While we deeply appreciate and salute the hard work of Goa police, we have to admit that we are challenged to move from reactive to predictive policing Across the world, police departments have demonstrated that data, when used intelligently, can dramatically cut crime. Although, I do not approve China’s citizen audit systems that offer positive grades for good behaviour and negative grades for bad behaviour by introducing what is called as self-policing among the citizens leading to society of control of Gilles Deleuze, I grant that some form of surveillance without cutting into the freedoms of ordinary people is a good idea whose time has come.

The successes of data driven policing rest on three technological pillars that are now affordable and scalable even for a small state like Goa:

1. Ubiquitous Sensors and Cameras
Goa already has thousands of CCTV cameras in tourist zones, beaches, and highways. Upgrading them with cutting edge-computing that is backed with AI can turn passive recording devices into active intelligence nodes that detect abandoned bags, crowd anomalies, suspicious movements of known offenders and even unknown criminals in real time and enable real time opportunities to take vital decisions that will prevent crimes .

2. Face Recognition and Identity Resolution
Linked to a state-level criminal database and integrated (with safeguards) to the Crime and Criminal Tracking Network & Systems (CCTNS), face recognition can flag wanted criminals say drug suppliers, the moment they enter a rave party zone or a casino.

3. Big Data Fusion and Predictive Algorithms
By combining diverse data streams—past crime reports, hotel check-ins, mobile tower dumps (CDRs), social-media chatter, weather, events calendar, and even traffic density—machine-learning models can forecast “hot spots” and “hot times” with startling accuracy.
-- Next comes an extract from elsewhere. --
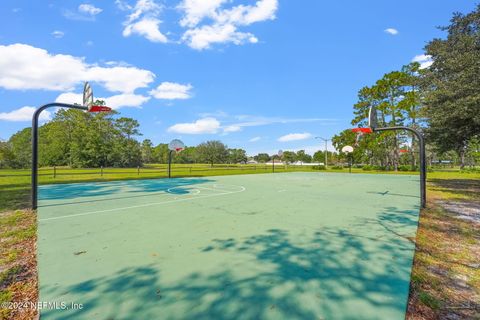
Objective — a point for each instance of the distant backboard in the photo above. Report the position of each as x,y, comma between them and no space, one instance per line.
176,145
347,149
Data-driven policing has promises that will transform policing and enable to preempt crimes and prevent them from happening in real time. It can transform how investigation are conducted and offer new tools that can accelerate the resolution of the criminal cases. Data-driven policing is indeed smart policing. Goa seems to be needing the same as it will give new power for law enforcement, crime detection as well as crime resolution. Given that crimes in Goa manifest multiple jurisdictions where the criminals come from different places as well as move to different places after committing the crime, data-driven policing seems to be the only solution to address the growing sophisticated complexity as well as speed of the crime. We want the police to match the speed of the criminals but it cannot be done with the old reactive models of policing. What we need is new smart policing that factors in speed and its effects on our society.
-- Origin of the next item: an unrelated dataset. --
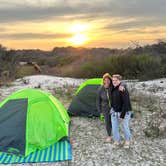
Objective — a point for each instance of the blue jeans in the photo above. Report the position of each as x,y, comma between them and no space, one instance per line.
115,125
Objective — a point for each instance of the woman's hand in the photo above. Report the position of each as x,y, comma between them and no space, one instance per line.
121,88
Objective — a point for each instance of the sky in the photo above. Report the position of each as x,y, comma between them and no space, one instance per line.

Paulo Virilio says that this attention to the speed and acceleration of our society requires a new science of speed that he names as dromology. Criminals have successfully used velocity that seems to keep them one step ahead of the police. We are become part of a dromocratic society. Speed is the organizing principle of our life. Temporal compression and spatial contraction affects our life has amplified our well-being as well as introduced new forms of alienations that makes us feel left behind in the fast racing world. While we have to deal with digital overload and privacy concerns therein, the state of policing is also facing alienation as they appear ill-equipped to meet challenges of digitally enabled dromocratic society. In this fast paced society , the susegado culture of Goans is a therapy but it does have to be a way of escaping acerated life but a way of facing the impacts of the same. policing in a dromocratic society, thus, have greater challenges and promises to keep. Goa, with its compact geography, high tourist turnover, and existing digital infrastructure, is ideally placed to leapfrog into data-driven policing. But have an elephant in the room.
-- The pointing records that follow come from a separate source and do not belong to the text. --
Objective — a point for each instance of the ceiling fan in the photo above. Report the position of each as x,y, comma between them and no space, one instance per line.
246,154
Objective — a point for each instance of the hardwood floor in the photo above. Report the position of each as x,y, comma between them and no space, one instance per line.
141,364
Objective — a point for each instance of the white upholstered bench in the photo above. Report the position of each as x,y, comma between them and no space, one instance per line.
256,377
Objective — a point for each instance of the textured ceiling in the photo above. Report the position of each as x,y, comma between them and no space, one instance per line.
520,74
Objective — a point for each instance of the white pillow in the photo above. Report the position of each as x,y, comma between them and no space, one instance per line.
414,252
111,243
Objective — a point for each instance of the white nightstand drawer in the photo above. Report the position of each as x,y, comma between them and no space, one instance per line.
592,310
Any conversation about cameras, face recognition, and predictive policing must confront privacy concerns head-on. Indiscriminate mass surveillance can erode civil liberties and disproportionately target marginalized communities or even innocent tourists. The only acceptable path forward is a strict ethical and legal framework. It may require mandatory judicial warrants for deeper surveillance of individuals. Automatic deletion of non-criminal biometric and personal data after fixed period of time ( one to three months) may be the way head. Publicly auditable algorithms and regular bias audits maybe what we have to embrace and employ. Complete ban on religious, caste, or ethnic digital profiling has to established to avoid communalism or caste driven crimes. Above all we have to set up transparency protocols. When citizens see that the system is transparent and delivers measurable results, acceptance grows. The Goa Police has already taken some steps—installing new AI-enabled cameras under the Safe City project. The next natural leap may be is integration and prediction. A proposed “Goa Crime Prediction & Response Centre” (GCPRC) could fuse data from tourism department, transport, hotels, excise, NCB, and the police into a single real-time dashboard.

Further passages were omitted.